Intermountain is a not-for-profit system of hospitals and clinics throughout Utah, and it also owns a health insurance company, SelectHealth. It's like the Kaiser Permanente of Utah. Harrison chatted with me about a range of issues, from the "principles of insurance" to hospitals' reliance on having patients fill their beds. Read on for an edited and condensed version of our conversation.
What was your take on the Republican health care ideas that would have blown holes in the Affordable Care Act?
"We are concerned if some of the subsidies go away, we will see large numbers of people who will be functionally uninsured, and we believe that's a bad thing because they end up having to access much more expensive sources of care."

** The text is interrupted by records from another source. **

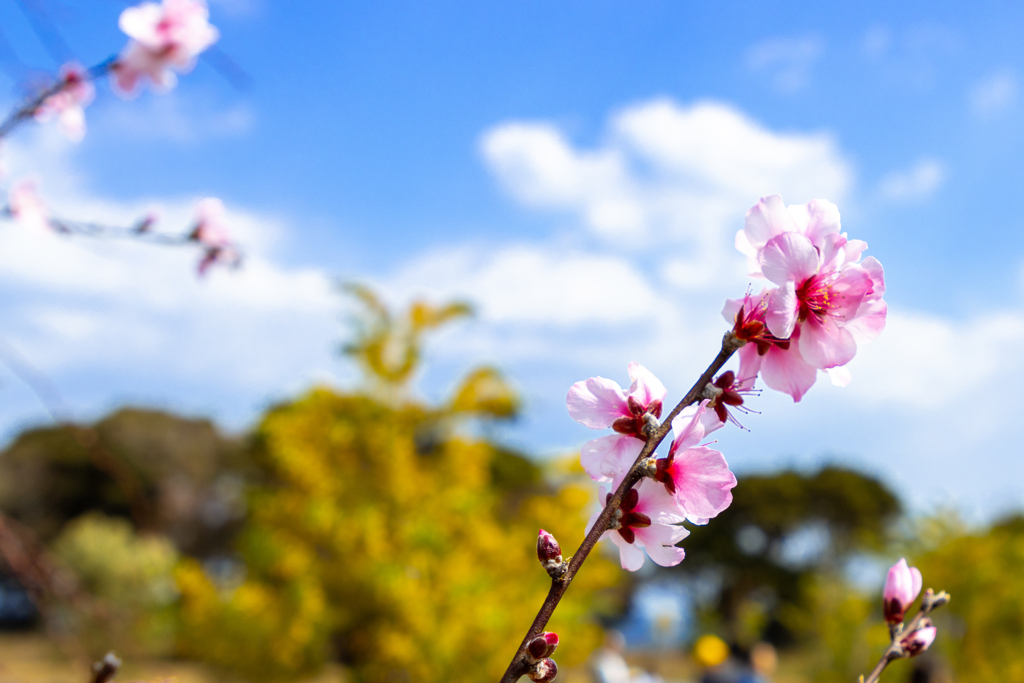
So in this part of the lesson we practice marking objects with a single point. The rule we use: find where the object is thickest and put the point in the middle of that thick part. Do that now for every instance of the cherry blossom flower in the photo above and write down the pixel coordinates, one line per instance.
(920, 639)
(167, 36)
(770, 217)
(646, 519)
(211, 232)
(68, 103)
(777, 360)
(27, 208)
(695, 475)
(902, 586)
(600, 403)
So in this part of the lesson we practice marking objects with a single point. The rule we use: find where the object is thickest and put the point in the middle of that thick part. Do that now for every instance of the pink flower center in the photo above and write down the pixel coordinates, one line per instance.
(817, 298)
(634, 423)
(628, 518)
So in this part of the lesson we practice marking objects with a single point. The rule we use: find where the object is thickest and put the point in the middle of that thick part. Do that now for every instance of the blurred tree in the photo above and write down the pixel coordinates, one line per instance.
(780, 530)
(981, 631)
(187, 477)
(388, 536)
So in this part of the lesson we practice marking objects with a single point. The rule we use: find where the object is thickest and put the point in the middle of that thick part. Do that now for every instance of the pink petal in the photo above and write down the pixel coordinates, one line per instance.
(659, 542)
(688, 431)
(645, 388)
(597, 402)
(825, 344)
(787, 372)
(609, 458)
(783, 307)
(767, 219)
(704, 482)
(630, 555)
(788, 257)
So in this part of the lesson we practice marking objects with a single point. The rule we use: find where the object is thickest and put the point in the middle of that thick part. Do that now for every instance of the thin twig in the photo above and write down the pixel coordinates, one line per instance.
(29, 109)
(519, 664)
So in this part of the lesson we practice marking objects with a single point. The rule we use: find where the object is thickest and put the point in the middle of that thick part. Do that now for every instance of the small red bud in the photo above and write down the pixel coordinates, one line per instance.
(543, 646)
(547, 548)
(544, 671)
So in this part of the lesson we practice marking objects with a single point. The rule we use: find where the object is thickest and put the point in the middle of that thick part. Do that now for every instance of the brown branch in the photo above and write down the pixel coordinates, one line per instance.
(105, 669)
(29, 109)
(929, 602)
(519, 664)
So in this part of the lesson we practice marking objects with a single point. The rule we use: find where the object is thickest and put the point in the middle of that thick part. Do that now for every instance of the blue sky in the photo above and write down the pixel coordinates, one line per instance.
(578, 170)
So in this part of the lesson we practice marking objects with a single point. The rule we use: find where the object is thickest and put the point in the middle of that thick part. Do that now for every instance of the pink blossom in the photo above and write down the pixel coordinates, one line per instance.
(770, 217)
(600, 403)
(68, 103)
(902, 586)
(646, 519)
(695, 475)
(27, 207)
(777, 360)
(167, 36)
(211, 232)
(919, 640)
(837, 300)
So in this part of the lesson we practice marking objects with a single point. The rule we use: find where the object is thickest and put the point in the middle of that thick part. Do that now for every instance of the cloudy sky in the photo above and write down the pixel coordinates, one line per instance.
(577, 170)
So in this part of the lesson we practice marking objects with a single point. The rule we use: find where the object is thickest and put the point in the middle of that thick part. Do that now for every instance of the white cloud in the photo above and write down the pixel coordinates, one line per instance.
(915, 183)
(667, 175)
(994, 93)
(786, 61)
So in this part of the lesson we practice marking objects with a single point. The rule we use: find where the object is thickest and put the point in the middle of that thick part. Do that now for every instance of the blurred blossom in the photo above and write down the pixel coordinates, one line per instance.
(167, 36)
(68, 103)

"We really believe in the principles of insurance. The idea that well people can hop in and out of insurance without significant penalties doesn't make sense. That's not how other kinds of insurance work. We need the herd effect so we can take care of each other while we're well so we get taken care of while we're sick."
Will Intermountain and SelectHealth stay in the ACA exchange?
"These are our patients. We're not going anywhere. We're going to keep trying to figure this out. We're making the best possible financial and clinical decisions we can, and we are not going to cut and run because we actually believe in population health and we believe in value. The exchanges, although imperfect, are a mechanism to help us exercise our muscles and get better at this."
Few, if any, reforms tackle the underlying cost structures in health care. What is the most effective way to lower health care spending growth?
"The process of measuring and being accountable has been good for patients. We've seen downward trends in number of hospital-acquired conditions and infections. I'm not sure that would've happened unless folks were held accountable...I'm biased, but there also is magic to a good health system that's married to a good not-for-profit health plan. But it isn't necessarily a closed model. There's room for other payers to play."
But not every hospital system can be an insurance carrier, right?
"It's about getting to real partnerships where risk is shared, and that's upside and downside risk. That's the only way organizations are going to get away from just turning the crank around volume."